What is Real Property?

Cullen P. Watson, Esq.

What is Real Property?  A Legal Definition.

 

Real Property, Black's Law Dictionary (10th ed. 2014). 

 

real property (18c) Land and anything growing on, attached to, or erected on it, excluding anything that may be severed without injury to the land. • Real property can be either corporeal (soil and buildings) or incorporeal (easements). — Also termed realty; real estate. Cf. personal property (1).

“Real estate — or, to use the more formal term, real property — means primarily land, and everything which is naturally a part of the land, or is more or less permanently added to it. Trees, mineral deposits, gas and oil wells are all classed as real property so long as they remain a part of the land, but if the trees are cut down or the minerals extracted they cease to be real property and become personalty. Buildings and improvements of all kinds, which are permanent additions to the land upon which they stand, are a part of the real estate.” William J. Grange, Real Estate: A Practical Guide to Ownership, Transfer, Mortgaging, and Leasing of Real Property 3 (1937).

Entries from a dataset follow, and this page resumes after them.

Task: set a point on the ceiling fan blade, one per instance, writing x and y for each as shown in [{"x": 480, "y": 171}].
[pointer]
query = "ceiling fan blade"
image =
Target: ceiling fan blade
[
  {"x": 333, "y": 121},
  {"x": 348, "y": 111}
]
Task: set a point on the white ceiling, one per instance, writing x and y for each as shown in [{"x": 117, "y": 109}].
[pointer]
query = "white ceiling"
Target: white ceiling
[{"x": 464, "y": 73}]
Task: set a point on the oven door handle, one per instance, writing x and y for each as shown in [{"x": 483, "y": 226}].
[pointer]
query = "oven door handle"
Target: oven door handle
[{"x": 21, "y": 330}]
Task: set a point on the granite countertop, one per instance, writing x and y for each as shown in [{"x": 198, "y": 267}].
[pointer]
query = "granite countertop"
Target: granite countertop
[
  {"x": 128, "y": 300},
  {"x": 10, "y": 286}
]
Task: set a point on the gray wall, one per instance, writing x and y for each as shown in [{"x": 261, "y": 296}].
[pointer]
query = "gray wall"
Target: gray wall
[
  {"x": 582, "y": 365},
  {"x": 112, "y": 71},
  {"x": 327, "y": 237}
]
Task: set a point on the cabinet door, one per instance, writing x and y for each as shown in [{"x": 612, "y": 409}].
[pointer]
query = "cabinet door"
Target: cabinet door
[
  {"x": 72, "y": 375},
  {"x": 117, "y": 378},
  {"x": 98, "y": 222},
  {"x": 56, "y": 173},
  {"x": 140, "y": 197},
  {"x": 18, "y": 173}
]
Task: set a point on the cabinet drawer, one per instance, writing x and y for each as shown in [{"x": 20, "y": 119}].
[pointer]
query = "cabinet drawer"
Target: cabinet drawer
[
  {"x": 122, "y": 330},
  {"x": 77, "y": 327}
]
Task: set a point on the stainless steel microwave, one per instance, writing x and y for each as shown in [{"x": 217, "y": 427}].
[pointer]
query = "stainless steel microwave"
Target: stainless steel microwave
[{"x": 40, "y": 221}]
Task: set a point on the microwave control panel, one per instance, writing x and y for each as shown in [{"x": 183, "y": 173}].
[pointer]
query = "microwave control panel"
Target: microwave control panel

“Historically, the line between real and personal property stems from the types of assets administered on death respectively, in the king's and in the church's courts. The king's courts, concerned with the preservation of the feudal structure, dealt with fees simple, fees tail and life estates. Estates for years, gradually evolving out of contracts made by feudally unimportant persons, clearly became interests in land but never fully attained the historical dignity of being ‘real property.’ The early economic unimportance of money, goods and things other than land permitted the church courts to take over the handling of all such assets on the death of the owner. When the development of trade and of capitalism caused assets of these types to assume great, and sometimes paramount, importance we found ourselves with the two important categories of property, namely ‘real’ and ‘personal’ property, each with its set of rules evolved from a different matrix. The pressure of modern society has been strongly for assimilation and the resultant elimination of this line, but this movement is far from complete attainment of its goal.” 1 Richard R. Powell, Powell on Real Property § 5.04, at 5-7 to 5-8 (Patrick J. Rohan ed., rev. ed. 1998).